Andy Pedisich June 20 2016 08:38:57 PMHad a situation recently where a user kept getting the message that their certificate had expired. But we were using ID vault and had recertified the person doc.
Certificate still expired? I had just two words for that. Im possible.
But it was true. When we downloaded the ID from ID Vault it clearly was expired, in spite of the fact that it looked like we had re-certed successfully. The villain? A public key on the ID file that was not the same as the one in the Domino directory. The recert doesn't happen if the public keys don't match. There's a myriad of stuff that breaks when the keys don't match.
That's not the first time I have seen this occur, although I am not sure of how it actually happens. Let's forget about the "how" for a second and let's just say, "Shoot, it just happens."
More importantly, how can you detect that it happens so you can avoid the repercussions? You can detect it by setting the server document to log key mismatches.
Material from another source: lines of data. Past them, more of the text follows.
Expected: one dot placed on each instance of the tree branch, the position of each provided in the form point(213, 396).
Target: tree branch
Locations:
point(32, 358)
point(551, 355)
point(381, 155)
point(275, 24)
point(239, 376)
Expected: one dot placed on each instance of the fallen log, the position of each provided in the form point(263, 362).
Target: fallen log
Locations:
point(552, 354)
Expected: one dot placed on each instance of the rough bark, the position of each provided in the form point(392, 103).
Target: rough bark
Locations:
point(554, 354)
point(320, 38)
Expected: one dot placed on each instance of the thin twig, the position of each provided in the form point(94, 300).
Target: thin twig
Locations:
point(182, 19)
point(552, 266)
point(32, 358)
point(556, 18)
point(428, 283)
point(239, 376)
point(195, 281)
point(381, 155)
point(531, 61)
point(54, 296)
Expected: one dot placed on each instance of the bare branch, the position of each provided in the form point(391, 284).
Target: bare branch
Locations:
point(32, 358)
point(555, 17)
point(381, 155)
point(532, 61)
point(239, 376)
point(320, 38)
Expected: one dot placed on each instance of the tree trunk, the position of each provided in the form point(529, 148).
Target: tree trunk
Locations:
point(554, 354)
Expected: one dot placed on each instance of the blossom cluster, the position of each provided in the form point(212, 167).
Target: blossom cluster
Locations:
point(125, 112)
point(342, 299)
That setting will alert you to the fact that there is a mismatch between the public key in a person document in the address book and the actual public key that's in the ID file. It will log it in the Domino server log like this:
05/15/2013 23:51:07 Jack Torrance/OverlookHotel from host [10.254.138.5:61250] encountered non-fatal problem during authentication: Your public key does not match the one stored in the Address Book
05/15/2013 23:51:07 Opened session for Jack Torrance/OverlookHotel (Release 8.5.2FP2)
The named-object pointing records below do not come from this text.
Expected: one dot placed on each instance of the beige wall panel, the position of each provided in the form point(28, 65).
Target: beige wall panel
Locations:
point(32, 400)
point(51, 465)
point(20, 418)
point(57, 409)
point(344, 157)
05/15/2013 23:51:07 Closed session for Jack Torrance/OverlookHotel Databases accessed: 1 Documents read: 0 Documents written: 0
If you want to comb through the logs looking for the error, then leave it at that. Just walk away from the keyboard. If you just have a couple of servers to worry about, then you're probably good to just search the logs for "public key" occasionally and you'll find it. But if you'd rather be notified via email, create an event handler in the events4.nsf Monitoring Configuration database. Make it look like this:
You'll be notified by email of public key mismatches before it causes a problem. Then all you need to do is fix the problem by making a copy of the user's public key from their ID file:
...and pasting it into the Public Key field of their person document:
Done deal. Take the rest of the day off. And you'll be set to be the caretaker of the domain for another season.